The Sennheiser Profile brings with it what is necessary.
A mute button with a non-touch rubberized surface, which nevertheless feels responsive and pleasant to the touch.
Followed by an integrated volume control that allows us to adjust the decibel level of the capture without the need to modify any parameters in our recording software or in the control panel of choice.
Similarly, it brings behind a stereo output for 3.5mm headphone monitoring next to the USB-C port. It comes backed with a USB-C to USB-C cable that allows recording from our cell phones or tablets.
Given the presence of monitoring from the same device, it is supported by two additional front controls for monitoring volume and mixing between what is captured in real time and the computer or device to which the microphone is connected.
The physical construction of the Sennheiser Profile alone justifies the retail price and speaks volumes.
Sennheiser is not a new brand on the market…
Sennheiser studio microphones and headphones have been around for over 75 years, being part of the recording process for many of our favorite songs.
The Profile, as the innovative product that seeks to keep up with the technological advances of the time, shows itself as a device of robust and durable construction.
The base with thick rubber padding to reduce noise from impact to the desk in which it is used is one of the characteristics that all similar copies should have as a rule.
Similarly, a heavy steel body and high-quality insulation grill testify that the brand has never let its levels of quality and desEsports Extrasstandards drop.

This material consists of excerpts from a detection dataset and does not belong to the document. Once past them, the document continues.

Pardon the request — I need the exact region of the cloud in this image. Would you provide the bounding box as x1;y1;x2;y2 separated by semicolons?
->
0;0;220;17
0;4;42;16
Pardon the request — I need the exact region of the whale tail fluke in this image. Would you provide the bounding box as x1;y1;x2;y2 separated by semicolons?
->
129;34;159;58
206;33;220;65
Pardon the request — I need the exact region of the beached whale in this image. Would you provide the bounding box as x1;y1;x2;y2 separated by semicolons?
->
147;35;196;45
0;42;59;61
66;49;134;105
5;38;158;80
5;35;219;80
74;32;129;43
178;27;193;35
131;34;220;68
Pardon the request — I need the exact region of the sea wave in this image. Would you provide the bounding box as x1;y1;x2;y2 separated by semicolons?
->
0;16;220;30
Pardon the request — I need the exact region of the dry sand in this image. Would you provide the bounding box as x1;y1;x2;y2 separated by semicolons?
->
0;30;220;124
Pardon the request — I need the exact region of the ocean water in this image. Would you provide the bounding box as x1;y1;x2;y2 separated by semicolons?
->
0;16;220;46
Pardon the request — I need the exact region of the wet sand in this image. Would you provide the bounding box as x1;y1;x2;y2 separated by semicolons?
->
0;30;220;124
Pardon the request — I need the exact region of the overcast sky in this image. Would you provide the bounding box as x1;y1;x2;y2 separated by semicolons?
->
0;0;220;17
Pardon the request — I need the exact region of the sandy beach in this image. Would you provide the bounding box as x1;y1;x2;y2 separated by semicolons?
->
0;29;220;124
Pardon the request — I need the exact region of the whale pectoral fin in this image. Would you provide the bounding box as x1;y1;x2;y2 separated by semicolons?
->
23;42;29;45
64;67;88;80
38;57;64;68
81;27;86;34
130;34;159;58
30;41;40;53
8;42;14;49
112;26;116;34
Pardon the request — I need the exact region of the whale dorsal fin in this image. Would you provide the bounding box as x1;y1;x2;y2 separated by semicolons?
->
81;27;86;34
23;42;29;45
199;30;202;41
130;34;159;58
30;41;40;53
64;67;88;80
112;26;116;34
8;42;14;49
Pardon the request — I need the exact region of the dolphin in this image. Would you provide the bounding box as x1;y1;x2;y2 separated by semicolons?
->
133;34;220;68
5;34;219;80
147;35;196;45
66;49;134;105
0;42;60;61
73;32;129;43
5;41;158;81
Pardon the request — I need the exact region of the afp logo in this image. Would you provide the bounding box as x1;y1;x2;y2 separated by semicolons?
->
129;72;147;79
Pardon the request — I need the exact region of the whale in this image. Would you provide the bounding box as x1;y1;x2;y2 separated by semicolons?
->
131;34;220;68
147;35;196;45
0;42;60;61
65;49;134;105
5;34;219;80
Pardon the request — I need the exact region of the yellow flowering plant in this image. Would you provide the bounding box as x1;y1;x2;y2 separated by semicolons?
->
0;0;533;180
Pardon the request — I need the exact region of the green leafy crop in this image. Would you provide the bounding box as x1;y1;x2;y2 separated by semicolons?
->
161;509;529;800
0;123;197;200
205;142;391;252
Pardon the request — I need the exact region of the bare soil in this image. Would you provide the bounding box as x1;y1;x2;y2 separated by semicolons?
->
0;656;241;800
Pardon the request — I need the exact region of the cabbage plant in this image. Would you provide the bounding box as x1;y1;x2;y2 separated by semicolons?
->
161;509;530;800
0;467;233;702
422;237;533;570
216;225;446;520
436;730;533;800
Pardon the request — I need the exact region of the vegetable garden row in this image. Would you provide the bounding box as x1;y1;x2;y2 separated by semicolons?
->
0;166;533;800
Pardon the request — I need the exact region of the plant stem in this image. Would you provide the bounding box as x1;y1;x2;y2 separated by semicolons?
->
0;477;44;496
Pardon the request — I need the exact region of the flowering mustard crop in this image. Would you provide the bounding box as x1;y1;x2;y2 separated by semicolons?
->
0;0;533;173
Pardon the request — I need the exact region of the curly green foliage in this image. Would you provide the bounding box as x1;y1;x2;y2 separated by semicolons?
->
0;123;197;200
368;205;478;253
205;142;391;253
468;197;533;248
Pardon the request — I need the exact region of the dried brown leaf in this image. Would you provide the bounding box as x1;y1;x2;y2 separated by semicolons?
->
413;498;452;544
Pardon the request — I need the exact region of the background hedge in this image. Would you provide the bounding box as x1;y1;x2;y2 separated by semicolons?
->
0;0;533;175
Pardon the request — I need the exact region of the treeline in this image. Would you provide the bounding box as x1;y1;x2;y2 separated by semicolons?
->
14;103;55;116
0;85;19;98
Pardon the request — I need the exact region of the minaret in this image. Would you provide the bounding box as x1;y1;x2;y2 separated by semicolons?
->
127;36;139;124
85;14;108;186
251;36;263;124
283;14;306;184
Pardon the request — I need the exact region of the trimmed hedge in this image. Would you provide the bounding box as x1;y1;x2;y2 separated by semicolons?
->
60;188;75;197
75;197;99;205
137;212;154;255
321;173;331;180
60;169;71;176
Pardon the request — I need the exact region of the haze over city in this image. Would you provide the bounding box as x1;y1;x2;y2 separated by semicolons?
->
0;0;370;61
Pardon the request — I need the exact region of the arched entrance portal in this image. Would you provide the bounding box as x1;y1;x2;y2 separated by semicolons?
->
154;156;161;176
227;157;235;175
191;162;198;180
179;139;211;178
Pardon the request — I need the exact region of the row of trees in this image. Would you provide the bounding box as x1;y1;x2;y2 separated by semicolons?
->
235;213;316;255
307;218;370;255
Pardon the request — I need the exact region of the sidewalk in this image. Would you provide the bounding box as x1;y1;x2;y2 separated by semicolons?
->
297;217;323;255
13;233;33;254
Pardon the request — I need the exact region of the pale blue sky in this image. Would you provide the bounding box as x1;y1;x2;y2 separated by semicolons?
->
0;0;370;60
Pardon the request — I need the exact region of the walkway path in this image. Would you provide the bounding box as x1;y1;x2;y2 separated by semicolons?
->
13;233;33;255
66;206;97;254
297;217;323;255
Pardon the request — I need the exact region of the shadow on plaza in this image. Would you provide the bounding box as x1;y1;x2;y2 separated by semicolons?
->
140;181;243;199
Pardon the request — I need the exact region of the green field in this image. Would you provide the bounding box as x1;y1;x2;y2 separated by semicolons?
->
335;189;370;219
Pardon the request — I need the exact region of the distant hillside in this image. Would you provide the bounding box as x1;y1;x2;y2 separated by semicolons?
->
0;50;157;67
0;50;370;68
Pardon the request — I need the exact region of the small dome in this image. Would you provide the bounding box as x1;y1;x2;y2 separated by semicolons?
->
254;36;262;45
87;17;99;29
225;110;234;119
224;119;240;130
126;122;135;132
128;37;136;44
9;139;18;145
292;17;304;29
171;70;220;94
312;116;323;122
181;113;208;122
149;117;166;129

The Sennheiser Profile earns a high place in our ranking of the best microphones for standardized content creation.
Far from being at the level of granularity of a studio counterpart with similar features, we fully understand that it is a device designed for those who are not necessarily versed in audio science.
However, we maintain as constructive criticism that devices such as the one under review could bring their proprietary software pieces that make it possible to make the features that separate it from a conventional microphone optional.
The decision to take a letter in the first steps of an audio mix on behalf of the user can be divisive for a certain percentage of potential clients, and limits the amount of results that can be obtained.
The only thing keeping the Sennheiser Profile from being a solid 10/10 is that a device that seeks to accommodate the everyday user in a relatively painstaking way remains inside our computers as a generic audio capture device.
This review was made possible thanks to the copy supplied by Sennheiser.